憲法改正について安里氏は憲法をパソコンのOSに例え、「時代に即してバージョンアップするのは必要」と提唱し「国民に現行憲法の問題を提起すべきだ」と主張する。憲法9条についても、自衛隊の違憲性が問われることがないよう「加憲」で補足することが現実的として「変える必要がある」とした。
高良氏は学者として35年間、憲法に携わったとして「沖縄でないがしろにされてきた人権尊重、平和主義など憲法の理念実現に向けて取り組む」として「反対」を掲げる。9条については「人類の進むべき指針」として「9条改悪に反対し、安保関連法の廃止に取り組む」とした。
自衛隊の位置付けや先島への配備を巡っての双方の意見は分かれる。安里氏は自衛隊の役割について「軍隊という位置付けよりも国民の生命財産を守るためになくてはならない存在」と主張し、先島配備にも「賛成」の立場だ。高良氏は自衛隊の位置付けについて公開討論会の場で「日本の救助隊になることが日本、海外のためにいい」と主張し、先島配備には「反対」の立場だ。
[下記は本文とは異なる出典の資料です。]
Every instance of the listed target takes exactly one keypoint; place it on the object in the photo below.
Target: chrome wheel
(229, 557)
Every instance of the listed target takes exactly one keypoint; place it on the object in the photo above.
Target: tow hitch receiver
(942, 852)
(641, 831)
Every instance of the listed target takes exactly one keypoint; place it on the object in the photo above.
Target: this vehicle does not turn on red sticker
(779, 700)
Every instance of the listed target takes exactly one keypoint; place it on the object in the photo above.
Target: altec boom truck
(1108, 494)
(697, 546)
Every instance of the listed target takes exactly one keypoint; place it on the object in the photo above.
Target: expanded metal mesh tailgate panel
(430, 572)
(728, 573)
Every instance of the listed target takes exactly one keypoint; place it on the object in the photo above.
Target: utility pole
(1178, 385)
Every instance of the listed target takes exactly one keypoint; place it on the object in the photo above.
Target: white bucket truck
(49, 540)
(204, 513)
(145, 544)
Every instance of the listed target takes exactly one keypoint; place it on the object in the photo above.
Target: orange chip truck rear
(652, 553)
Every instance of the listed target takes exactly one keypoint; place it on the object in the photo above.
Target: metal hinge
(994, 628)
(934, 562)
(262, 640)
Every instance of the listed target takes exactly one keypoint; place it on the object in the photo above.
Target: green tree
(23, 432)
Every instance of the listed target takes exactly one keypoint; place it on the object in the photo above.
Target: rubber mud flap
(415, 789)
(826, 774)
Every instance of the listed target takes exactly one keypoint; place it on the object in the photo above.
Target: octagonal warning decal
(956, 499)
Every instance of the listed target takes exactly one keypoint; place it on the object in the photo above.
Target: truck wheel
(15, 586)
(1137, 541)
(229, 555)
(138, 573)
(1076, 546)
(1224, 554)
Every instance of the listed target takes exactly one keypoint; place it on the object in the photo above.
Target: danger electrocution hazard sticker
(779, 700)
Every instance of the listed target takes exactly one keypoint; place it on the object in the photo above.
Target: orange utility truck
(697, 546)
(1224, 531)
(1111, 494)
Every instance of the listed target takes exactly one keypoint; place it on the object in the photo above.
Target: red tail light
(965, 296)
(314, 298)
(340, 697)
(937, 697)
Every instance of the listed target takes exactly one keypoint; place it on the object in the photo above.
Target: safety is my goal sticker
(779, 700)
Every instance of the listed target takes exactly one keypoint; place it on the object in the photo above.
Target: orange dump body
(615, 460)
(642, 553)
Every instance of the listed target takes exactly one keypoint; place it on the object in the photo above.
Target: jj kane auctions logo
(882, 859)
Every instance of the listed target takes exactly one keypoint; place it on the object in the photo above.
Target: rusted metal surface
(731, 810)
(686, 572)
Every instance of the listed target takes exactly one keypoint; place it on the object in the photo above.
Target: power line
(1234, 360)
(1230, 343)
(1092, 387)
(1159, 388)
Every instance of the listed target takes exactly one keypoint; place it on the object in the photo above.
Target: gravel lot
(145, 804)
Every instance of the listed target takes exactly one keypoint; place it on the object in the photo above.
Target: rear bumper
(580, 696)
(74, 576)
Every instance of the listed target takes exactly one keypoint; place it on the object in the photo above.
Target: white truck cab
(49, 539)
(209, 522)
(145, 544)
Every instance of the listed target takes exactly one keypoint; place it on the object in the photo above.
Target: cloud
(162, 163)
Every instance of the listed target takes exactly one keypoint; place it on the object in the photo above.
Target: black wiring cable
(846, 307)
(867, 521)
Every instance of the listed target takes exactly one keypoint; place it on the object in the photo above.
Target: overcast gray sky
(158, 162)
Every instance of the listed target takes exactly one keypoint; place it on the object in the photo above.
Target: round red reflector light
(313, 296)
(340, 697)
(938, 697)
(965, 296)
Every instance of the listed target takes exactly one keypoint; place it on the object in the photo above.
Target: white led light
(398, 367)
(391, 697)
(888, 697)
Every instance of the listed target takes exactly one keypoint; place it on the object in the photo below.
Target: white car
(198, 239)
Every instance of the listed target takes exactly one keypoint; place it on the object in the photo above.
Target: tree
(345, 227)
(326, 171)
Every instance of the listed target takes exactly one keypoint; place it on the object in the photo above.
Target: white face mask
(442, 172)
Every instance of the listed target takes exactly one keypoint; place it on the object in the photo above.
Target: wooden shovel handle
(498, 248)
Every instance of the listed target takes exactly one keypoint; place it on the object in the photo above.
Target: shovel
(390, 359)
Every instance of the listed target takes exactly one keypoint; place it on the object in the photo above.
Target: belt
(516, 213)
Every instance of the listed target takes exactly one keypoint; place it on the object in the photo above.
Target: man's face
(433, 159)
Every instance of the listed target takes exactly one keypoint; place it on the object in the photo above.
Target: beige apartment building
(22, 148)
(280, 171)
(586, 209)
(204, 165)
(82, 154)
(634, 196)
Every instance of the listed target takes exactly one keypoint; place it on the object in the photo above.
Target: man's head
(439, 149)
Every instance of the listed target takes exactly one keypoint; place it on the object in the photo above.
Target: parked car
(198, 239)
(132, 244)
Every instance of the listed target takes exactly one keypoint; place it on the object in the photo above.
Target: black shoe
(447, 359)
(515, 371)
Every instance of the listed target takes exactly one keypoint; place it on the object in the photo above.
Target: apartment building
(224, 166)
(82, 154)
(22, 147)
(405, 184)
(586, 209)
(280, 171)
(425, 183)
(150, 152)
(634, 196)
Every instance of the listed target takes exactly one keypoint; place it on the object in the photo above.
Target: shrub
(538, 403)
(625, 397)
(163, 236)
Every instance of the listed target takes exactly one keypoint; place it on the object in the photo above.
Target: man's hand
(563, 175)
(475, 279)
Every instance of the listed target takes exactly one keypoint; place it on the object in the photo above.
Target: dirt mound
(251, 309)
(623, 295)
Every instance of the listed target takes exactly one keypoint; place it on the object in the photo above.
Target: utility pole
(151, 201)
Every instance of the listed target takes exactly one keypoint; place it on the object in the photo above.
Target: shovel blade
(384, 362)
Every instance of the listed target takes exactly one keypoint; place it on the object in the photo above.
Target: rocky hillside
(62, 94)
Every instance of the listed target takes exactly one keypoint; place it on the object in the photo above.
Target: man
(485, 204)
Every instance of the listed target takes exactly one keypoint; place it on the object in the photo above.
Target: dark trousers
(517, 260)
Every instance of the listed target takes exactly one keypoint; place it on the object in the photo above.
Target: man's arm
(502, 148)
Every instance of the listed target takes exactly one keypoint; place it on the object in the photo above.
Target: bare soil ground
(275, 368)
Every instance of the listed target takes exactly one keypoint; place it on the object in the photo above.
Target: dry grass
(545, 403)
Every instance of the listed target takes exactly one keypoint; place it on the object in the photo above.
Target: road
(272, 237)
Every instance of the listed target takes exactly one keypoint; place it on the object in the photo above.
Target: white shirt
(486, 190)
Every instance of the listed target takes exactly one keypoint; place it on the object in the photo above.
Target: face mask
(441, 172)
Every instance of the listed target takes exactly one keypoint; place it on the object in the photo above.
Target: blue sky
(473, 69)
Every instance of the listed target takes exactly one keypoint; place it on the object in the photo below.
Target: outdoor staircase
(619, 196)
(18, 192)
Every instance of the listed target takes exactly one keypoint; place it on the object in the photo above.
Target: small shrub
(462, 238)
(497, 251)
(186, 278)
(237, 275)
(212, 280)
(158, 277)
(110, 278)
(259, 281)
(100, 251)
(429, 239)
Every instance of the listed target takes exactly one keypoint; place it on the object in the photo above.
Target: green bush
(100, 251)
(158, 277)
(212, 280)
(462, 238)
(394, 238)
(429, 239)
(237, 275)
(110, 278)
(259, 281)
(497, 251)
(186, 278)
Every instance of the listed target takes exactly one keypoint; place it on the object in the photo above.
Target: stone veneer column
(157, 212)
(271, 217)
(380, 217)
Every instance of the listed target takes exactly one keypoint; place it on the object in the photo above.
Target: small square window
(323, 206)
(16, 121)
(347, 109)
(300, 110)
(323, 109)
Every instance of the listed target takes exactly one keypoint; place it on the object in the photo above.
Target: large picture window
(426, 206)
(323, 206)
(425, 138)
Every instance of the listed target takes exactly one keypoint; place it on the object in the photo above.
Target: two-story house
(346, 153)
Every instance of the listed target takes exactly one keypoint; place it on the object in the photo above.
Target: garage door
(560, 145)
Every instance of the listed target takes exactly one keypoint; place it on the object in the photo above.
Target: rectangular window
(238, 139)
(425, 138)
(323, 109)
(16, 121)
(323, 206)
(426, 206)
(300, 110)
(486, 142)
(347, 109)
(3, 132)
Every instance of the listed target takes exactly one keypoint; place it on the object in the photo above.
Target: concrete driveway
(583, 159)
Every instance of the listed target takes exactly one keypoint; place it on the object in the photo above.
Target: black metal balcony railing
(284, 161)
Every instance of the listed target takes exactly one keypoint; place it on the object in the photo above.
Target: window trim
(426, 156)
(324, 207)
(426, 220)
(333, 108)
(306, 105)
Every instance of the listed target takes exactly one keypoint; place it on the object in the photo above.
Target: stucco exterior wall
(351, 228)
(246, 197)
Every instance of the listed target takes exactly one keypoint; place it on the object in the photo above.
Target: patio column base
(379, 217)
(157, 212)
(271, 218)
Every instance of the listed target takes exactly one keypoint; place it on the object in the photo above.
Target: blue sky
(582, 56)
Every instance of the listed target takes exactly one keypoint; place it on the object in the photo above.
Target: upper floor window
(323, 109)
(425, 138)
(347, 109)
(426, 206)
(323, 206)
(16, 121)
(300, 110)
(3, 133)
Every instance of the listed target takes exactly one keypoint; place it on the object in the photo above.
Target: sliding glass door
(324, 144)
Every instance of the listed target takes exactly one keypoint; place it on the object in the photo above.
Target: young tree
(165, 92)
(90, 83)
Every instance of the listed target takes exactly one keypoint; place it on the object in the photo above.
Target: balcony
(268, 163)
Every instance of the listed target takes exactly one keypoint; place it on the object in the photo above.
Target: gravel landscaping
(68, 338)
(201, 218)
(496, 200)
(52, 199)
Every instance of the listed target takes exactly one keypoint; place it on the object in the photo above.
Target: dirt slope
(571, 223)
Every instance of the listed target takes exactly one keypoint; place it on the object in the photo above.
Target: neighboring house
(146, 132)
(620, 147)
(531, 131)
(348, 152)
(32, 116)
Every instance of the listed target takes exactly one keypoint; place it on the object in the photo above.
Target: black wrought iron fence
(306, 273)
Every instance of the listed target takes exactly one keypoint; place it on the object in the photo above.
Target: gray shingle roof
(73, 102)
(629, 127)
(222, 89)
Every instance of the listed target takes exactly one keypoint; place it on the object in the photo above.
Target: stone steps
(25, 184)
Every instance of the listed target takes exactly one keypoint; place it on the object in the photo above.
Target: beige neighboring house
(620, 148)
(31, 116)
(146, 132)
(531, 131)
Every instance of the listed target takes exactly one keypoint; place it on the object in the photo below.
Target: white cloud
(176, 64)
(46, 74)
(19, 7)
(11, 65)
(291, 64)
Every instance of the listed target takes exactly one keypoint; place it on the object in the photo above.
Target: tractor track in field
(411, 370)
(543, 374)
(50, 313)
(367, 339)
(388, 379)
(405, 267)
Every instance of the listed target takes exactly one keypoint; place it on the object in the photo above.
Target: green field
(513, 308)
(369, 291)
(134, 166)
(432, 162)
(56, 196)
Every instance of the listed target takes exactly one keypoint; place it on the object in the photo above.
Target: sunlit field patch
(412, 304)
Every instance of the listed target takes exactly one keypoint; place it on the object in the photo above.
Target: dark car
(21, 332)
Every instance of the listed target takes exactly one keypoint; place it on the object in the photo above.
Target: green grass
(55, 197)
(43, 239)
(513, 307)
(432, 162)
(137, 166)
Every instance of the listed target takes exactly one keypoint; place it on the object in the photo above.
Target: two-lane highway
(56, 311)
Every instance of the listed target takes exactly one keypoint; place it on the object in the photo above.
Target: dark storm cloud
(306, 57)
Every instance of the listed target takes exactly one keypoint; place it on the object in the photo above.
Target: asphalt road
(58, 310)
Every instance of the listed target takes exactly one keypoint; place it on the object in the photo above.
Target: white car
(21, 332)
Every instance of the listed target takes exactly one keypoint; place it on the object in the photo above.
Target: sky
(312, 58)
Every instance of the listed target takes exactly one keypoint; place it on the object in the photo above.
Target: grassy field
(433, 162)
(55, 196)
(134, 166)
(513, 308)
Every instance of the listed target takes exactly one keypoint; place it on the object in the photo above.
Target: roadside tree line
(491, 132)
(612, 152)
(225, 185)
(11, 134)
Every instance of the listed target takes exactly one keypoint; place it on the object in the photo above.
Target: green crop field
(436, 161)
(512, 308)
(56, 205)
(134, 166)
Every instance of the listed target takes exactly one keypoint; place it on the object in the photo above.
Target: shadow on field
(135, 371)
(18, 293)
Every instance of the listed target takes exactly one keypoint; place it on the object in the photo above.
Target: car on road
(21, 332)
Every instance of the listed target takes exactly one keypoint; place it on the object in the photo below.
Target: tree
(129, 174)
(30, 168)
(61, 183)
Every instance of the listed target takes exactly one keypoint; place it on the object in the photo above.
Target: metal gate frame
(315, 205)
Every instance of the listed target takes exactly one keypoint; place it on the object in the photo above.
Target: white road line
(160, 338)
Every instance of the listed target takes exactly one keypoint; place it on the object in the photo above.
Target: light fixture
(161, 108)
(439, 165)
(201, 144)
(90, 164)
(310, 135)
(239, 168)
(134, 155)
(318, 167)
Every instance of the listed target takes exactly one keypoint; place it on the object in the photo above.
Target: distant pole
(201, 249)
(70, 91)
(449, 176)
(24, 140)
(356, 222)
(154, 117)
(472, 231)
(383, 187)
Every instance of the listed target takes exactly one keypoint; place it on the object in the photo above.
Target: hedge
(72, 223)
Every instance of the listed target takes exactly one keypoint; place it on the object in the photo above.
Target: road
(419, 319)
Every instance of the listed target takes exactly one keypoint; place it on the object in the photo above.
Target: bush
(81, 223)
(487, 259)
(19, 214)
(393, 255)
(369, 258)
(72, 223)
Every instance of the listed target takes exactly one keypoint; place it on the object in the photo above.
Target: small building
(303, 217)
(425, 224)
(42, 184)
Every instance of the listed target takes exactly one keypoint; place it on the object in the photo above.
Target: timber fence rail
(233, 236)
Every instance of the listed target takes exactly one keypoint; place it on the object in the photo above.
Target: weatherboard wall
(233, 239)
沖縄に基地が集中する根本的な原因ともなっている日米安全保障条約の評価を巡っても意見が分かれた。安里氏は「東アジア情勢に鑑み、『維持』すべきだ」と主張する。一方で、100年先を見据え、安保体制については「国民全体で考える時期にきている」とした。高良氏は「平和友好条約」に変えるべきとの立場。「憲法の上に日米安保がある現状を改める必要がある」として日米安保条約の将来的な「破棄」に踏み込む。